Amt e Amiu, doppio incontro da parte del Comune di Genova con i cda delle due municipalizzate che gestiscono il trasporto pubblico e la gestione dei rifiuti in questo giovedì 8 gennaio. Un incontro quello deciso dalla sindaca Silvia Salis che ha l'obiettivo principale di affrontare le problematiche legate ai due servizi cittadini.
La situazione Amt
Il debito di Amt, il piano per cercare di recuperare un servizio che in questi mesi fa i conti con i problemi dei mezzi a cui mancano pezzi di ricambio e che è vede circa 60 lavoratori in meno tra pre pensionamenti e uscite volontarie. L'obiettivo è quello di arrivare il prima possibile all'assunzione di nuovo personale necessario per garantire il servizio che registra meno corse. E poi c'è soprattutto la questione al bilancio di Amt che attende di essere depositato. Nel frattempo prosegue la procedura di composizione negoziata della crisi d’impresa. La misura utile a sospendere per 120 giorni (prorogabili di altri 120 giorni) le possibili azioni individuali da parte dei creditori di Amt. Il Comune in estate ha denunciato un debito di circa 100 milioni di euro. Da qui la decisione di rivedere le politiche tariffarie con il ritorno della metro a pagamento e lo stop delle gratuità su larga scala. Da una parte le nuove tariffe che dovrebbero portare nelle casse comunali circa 10 milioni di euro in più all'anno, dall'altra le risorse messe in campo dalla Regione (circa 14,3 milioni di euro). Altre risorse dovrebbero arrivare dalla rivisitazione dei contratti di servizio, si parla di circa 20-30 milioni. Inoltre per il nuovo anno il Comune ha già accantonato circa 15 milioni di euro.
La situazione Amiu
L'incontro del Comune con il cda sarà l'occasione per fare il punto con il nuovo presidente Amiu Paolo Macchi e con i nuovi consiglieri Rossella D’Acqui e Mauro D’Ascenzi, entrambi di nomina comunale.
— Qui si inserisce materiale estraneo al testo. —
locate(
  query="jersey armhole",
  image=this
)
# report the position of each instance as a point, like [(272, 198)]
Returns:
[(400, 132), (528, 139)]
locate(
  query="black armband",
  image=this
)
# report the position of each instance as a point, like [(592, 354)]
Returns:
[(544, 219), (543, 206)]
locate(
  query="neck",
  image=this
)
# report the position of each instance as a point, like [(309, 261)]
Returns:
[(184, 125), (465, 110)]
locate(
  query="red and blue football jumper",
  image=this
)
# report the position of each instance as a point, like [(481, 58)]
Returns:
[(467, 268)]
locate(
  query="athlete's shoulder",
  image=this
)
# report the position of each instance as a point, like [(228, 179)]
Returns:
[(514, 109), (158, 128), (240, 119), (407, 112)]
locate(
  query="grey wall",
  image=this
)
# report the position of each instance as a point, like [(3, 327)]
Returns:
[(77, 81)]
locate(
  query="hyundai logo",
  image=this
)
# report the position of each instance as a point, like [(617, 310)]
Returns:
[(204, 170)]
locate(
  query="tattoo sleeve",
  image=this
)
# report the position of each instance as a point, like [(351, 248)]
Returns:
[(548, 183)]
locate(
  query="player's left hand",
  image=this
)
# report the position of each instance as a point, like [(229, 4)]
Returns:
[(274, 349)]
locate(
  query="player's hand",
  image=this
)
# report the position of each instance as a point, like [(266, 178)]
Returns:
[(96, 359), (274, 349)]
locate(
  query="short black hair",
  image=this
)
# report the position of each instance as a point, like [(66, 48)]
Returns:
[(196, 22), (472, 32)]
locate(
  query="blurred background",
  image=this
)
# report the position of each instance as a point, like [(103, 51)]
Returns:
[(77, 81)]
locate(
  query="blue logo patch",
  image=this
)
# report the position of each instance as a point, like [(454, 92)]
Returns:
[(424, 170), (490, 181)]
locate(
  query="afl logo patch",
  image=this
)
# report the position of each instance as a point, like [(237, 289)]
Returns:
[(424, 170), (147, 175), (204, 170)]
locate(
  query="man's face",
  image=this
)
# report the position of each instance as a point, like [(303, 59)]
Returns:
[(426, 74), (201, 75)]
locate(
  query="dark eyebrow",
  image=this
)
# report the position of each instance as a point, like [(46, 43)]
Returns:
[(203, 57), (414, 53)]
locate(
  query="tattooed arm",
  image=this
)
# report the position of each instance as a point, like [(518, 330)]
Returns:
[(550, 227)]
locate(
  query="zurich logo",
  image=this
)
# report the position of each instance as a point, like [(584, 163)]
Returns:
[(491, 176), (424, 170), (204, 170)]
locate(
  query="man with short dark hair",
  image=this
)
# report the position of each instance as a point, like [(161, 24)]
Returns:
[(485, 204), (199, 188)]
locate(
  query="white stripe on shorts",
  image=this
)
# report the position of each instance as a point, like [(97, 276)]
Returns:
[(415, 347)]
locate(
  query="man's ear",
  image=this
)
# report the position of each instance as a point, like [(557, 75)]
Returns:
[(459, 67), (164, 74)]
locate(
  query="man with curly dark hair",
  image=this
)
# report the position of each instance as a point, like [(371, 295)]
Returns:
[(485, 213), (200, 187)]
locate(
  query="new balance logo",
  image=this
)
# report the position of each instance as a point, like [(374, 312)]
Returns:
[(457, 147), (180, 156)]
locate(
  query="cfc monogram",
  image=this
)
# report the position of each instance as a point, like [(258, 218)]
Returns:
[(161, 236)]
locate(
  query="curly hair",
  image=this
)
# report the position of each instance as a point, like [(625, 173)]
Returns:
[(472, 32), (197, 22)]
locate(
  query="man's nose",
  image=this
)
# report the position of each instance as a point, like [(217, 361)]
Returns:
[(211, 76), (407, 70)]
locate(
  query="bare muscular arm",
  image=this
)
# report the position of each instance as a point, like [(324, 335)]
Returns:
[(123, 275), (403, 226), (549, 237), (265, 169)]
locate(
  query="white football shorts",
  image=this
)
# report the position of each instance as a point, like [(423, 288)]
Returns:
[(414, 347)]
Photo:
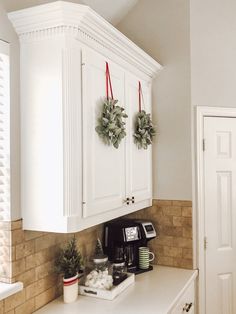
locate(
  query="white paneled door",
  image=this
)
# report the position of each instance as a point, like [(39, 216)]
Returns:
[(220, 214)]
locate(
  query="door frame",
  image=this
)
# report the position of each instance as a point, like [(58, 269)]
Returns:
[(200, 113)]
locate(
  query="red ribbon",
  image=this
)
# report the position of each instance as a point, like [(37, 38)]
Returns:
[(108, 81), (139, 97)]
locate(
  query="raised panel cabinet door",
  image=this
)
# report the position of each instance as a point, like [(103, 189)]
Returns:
[(138, 161), (220, 214), (103, 165)]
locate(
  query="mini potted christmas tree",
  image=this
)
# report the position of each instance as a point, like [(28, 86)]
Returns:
[(69, 263)]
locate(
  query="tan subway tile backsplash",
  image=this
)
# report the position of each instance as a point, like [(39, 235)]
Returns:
[(28, 256)]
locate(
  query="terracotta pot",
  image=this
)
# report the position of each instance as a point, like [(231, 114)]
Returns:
[(70, 289)]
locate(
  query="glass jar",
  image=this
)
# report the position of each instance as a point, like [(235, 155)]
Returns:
[(119, 272), (101, 263)]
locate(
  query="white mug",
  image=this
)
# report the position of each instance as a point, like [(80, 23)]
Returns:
[(145, 257)]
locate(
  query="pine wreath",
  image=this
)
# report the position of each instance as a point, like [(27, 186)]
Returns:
[(111, 125), (143, 130)]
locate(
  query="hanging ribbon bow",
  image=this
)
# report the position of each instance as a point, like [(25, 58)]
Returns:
[(108, 82), (139, 97)]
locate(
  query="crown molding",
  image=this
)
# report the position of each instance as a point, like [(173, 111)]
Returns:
[(50, 17)]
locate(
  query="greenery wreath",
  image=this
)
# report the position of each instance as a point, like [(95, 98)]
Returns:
[(144, 130), (111, 125)]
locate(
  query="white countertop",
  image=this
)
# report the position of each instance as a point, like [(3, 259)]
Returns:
[(154, 292)]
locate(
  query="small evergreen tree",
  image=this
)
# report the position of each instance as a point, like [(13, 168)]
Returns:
[(69, 260)]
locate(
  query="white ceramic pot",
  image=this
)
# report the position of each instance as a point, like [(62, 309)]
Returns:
[(70, 289)]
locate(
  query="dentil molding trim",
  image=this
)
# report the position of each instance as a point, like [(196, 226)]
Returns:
[(84, 24)]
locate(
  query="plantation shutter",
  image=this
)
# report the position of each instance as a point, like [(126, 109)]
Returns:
[(4, 131)]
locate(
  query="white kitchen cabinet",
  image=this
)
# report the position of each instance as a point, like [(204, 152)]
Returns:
[(70, 180), (103, 166), (186, 302), (139, 161)]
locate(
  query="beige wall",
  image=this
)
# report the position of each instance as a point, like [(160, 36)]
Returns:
[(8, 34), (213, 51), (29, 256), (161, 28)]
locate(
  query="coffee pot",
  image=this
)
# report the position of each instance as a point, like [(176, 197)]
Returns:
[(122, 239)]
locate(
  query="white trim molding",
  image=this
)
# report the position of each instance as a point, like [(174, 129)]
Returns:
[(201, 113), (85, 25)]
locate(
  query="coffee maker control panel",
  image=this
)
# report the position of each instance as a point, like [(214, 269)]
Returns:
[(148, 229), (132, 233)]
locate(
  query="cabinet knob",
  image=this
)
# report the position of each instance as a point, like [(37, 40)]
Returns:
[(127, 200), (187, 307)]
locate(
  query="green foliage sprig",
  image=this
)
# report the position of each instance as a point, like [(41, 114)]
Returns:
[(111, 125), (143, 130), (69, 260)]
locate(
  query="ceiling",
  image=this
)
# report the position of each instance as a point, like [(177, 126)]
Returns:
[(112, 11)]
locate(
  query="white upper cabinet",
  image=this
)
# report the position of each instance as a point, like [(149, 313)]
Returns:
[(103, 166), (70, 179)]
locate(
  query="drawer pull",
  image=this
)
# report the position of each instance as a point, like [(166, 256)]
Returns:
[(187, 307)]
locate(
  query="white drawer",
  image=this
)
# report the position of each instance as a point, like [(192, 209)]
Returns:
[(185, 304)]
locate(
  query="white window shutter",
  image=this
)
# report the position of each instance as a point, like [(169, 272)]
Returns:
[(4, 132)]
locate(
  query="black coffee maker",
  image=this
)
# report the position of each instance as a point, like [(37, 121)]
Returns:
[(122, 239)]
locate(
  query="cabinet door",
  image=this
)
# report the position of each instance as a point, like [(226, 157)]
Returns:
[(138, 161), (185, 304), (103, 166)]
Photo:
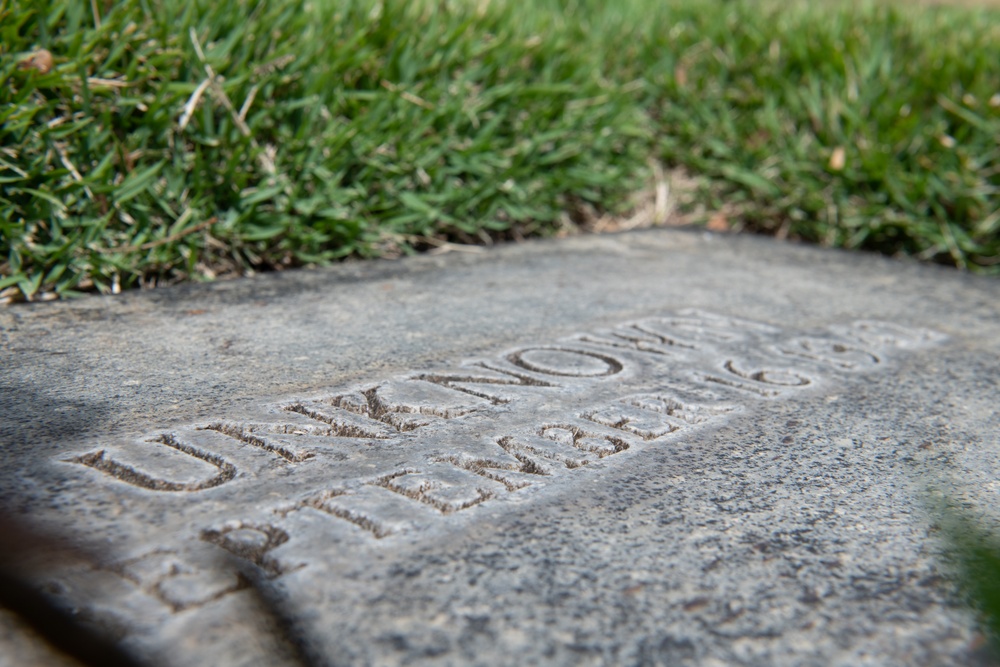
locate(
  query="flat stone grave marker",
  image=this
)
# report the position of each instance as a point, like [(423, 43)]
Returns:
[(655, 448)]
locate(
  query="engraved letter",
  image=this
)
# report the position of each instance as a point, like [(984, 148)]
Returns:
[(129, 474)]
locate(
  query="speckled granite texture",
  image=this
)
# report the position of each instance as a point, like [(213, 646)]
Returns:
[(657, 448)]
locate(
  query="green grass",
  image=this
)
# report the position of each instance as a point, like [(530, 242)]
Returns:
[(182, 140), (973, 556)]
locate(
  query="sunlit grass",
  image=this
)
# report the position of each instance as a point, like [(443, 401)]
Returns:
[(177, 140)]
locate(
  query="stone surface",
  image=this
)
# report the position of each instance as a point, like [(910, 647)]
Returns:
[(659, 448)]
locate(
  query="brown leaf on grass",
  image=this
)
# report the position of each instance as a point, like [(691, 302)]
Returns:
[(40, 60), (718, 223), (838, 159)]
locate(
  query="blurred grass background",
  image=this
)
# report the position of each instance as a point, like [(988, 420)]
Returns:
[(172, 140)]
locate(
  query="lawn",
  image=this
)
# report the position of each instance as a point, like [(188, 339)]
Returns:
[(169, 140)]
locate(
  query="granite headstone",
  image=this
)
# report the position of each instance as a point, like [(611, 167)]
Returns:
[(655, 448)]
La gestione dei rifiuti è un tema centrale da affrontare. Su tutte c'è la questione legata al percorso per arrivare, a livello regionale, alla realizzazione di un impianto necessario a gestire il trattamento finale dei rifiuti. Oggi Genova è una delle città italiane dove si paga la Tari più alta. Tursi ha spiegato che il Comune ha commissionato alla società ‘Ramboll’ uno studio in collaborazione con Amiu per definire tutti i possibili scenari del trattamento finale dei rifiuti: con il sistema attuale, con termovalorizzatore, con impianti intermedi e con impianti intermedi e termovalorizzatore. I sindacati, e non solo, spingono per la realizzazione di un termovalorizzatore. La questione però in questo caso riguarda dove collocarlo, è qui che la discussione di è arenata. Tra le opzioni nel territorio genovese c'è sempre quella legata a Scarpino. Le alternative sono lontano da Genova come ad esempio Cairo Montenotte.